Towards Semantic Access and Interoperability in Digital Dialectal Atlases. A Case Study
Proceedings of the First Workshop on Dialects in NLP — A Resource Perspective
Abstract
The increasing digital availability of dialectal atlases has significantly enhanced access to dialectal data and their potential for linguistic and cultural studies. However, despite their richness, such resources often remain difficult to integrate into contemporary data-driven research workflows, due to complex data structures and limitated interoperability. Most digital dialectal atlases still rely on traditional access models centered on maps, offering only implicit and coarse-grained semantic structures, which limits concept-based exploration and potential for integration with other linguistic resources in the Linguistic Linked Open Data (LLOD) ecosystem. This paper presents a case study carried out on the Atlante Lessicale Toscano (ALT), aimed at addressing these limitations through the introduction of an explicit semantic layer designed to support both user-oriented exploration and machine-actionable interoperability. While ALT already provides a conceptual organization of dialectal materials, this structure was originally conceived for human navigation and not for integration with other computational lexical-semantic resources. To bridge this gap, we align ALT concepts with ItalWordNet, leveraging its synset-based model as a widely adopted semantic backbone in NLP and LLOD infrastructures.
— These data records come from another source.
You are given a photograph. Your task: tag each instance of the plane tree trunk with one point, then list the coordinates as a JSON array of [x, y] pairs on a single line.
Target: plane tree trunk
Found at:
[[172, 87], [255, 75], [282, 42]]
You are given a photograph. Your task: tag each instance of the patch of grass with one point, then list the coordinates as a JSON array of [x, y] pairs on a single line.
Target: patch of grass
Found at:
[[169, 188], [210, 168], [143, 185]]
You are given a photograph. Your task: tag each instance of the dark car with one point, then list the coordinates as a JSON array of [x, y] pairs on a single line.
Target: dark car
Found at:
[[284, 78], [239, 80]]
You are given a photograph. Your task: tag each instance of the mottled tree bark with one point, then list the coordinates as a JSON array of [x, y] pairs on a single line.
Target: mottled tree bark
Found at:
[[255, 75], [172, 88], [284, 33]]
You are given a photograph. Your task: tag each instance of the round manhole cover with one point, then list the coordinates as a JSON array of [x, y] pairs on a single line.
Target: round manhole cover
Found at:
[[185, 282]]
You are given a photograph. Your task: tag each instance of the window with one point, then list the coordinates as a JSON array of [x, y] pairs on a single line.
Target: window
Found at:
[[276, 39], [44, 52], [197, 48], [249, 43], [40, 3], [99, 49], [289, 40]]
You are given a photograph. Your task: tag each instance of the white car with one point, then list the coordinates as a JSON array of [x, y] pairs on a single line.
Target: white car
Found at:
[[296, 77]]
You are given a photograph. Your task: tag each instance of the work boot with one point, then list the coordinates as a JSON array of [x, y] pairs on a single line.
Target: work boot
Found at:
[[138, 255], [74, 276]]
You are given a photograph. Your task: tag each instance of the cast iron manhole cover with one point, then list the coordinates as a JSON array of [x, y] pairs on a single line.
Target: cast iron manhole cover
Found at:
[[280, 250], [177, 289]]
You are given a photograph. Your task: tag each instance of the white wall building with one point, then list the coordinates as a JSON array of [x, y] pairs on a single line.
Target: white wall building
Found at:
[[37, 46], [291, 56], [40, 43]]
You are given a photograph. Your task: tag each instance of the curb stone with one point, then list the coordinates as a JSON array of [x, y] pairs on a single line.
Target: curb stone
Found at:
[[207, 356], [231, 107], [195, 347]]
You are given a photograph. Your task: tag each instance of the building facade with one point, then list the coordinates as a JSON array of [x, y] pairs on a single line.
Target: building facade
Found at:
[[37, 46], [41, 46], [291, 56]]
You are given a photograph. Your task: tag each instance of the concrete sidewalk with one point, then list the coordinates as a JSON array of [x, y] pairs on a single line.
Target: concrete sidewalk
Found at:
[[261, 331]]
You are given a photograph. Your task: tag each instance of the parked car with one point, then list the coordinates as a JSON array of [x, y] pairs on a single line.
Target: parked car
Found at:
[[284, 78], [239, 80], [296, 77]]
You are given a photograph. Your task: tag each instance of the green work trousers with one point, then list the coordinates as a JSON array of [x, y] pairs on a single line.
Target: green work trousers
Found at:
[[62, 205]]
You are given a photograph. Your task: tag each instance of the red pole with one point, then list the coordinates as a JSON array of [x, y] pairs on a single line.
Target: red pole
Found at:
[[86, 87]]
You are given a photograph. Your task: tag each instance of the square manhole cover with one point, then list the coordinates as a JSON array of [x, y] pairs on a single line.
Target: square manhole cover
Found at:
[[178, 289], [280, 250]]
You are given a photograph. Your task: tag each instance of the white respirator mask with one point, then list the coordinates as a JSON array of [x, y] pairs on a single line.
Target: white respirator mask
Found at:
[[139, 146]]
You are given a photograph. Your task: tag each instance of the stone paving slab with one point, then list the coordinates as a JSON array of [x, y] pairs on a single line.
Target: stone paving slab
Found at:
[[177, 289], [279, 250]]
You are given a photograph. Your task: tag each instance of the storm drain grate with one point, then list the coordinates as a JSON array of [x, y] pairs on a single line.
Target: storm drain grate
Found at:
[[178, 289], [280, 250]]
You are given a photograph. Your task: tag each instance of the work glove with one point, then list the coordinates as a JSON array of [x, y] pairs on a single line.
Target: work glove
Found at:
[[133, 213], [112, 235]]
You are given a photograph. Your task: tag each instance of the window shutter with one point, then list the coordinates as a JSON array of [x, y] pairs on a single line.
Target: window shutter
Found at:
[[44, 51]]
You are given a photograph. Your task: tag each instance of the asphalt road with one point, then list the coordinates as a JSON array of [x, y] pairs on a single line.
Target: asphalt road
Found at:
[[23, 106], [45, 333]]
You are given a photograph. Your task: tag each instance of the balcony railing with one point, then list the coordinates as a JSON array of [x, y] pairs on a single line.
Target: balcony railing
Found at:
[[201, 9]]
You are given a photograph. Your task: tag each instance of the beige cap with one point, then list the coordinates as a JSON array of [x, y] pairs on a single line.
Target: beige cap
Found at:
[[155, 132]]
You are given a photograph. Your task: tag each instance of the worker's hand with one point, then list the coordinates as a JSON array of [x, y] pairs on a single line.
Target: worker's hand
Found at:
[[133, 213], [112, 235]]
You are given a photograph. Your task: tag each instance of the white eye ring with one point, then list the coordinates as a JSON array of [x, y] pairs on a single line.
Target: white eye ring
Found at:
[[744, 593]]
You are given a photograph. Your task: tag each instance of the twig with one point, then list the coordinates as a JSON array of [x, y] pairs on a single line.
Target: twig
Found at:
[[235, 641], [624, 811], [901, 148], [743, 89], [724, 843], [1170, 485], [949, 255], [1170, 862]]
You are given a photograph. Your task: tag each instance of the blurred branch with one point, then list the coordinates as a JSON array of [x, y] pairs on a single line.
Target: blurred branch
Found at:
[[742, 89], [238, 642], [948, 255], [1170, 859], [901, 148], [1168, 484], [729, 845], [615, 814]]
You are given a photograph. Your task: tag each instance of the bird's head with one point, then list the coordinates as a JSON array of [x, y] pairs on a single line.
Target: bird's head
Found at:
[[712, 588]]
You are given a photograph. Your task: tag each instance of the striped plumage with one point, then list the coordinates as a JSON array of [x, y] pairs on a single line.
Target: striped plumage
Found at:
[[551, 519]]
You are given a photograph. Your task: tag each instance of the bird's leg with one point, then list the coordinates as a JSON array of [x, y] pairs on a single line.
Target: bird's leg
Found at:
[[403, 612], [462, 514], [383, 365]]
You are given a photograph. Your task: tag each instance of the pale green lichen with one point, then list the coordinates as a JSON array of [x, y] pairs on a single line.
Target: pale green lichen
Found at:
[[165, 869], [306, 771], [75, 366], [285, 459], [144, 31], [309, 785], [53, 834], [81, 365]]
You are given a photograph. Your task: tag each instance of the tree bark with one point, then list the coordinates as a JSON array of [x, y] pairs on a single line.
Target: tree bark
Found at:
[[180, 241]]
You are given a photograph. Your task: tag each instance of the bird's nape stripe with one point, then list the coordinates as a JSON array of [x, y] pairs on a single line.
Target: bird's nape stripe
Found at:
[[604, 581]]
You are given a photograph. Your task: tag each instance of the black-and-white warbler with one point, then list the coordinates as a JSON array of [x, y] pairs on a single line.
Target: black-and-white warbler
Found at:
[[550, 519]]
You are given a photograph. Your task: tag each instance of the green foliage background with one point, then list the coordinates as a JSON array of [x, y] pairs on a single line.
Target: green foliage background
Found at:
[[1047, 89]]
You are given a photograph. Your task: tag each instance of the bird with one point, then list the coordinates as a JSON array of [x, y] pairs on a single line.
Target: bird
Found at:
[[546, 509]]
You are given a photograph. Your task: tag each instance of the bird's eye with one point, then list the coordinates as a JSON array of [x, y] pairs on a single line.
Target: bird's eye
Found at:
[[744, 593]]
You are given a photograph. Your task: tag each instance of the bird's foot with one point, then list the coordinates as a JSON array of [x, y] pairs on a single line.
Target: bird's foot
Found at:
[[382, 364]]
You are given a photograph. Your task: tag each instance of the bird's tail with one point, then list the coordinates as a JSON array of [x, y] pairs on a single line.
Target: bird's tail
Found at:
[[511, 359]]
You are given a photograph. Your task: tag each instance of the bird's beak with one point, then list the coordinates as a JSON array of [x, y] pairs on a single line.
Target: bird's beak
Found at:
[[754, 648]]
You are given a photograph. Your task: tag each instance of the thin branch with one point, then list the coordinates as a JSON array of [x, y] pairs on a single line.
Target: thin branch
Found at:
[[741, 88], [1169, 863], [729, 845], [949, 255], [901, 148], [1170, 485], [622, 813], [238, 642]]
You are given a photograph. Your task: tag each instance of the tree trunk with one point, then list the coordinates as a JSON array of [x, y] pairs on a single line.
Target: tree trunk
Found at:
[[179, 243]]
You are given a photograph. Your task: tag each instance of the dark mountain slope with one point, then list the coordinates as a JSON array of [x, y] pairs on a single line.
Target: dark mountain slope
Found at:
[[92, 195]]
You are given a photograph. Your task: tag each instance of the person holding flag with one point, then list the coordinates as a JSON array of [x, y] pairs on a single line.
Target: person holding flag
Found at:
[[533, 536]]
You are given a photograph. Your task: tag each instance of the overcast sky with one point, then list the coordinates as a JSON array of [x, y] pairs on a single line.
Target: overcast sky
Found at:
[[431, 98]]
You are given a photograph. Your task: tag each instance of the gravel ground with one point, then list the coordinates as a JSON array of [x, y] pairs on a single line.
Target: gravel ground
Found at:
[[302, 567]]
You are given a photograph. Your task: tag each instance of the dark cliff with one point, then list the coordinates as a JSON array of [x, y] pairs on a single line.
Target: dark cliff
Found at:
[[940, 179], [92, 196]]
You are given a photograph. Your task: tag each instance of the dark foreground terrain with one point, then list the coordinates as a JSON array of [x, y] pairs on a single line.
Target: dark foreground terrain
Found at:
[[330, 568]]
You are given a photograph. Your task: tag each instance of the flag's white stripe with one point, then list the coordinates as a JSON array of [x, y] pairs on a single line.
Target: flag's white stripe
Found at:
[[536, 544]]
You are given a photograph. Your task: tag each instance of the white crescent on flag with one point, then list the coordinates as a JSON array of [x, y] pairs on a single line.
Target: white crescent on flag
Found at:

The case study focuses on the domain of agriculture, whose historically grounded conceptual distinctions are often underrepresented in general-purpose lexical resources. The paper proposes a mapping strategy, analyzes coverage and mismatch patterns, and releases a new aligned resource mapping ALT agricultural concepts to ItalWordNet, thereby creating the prerequisites for interoperability and reusability of dialectal atlas data.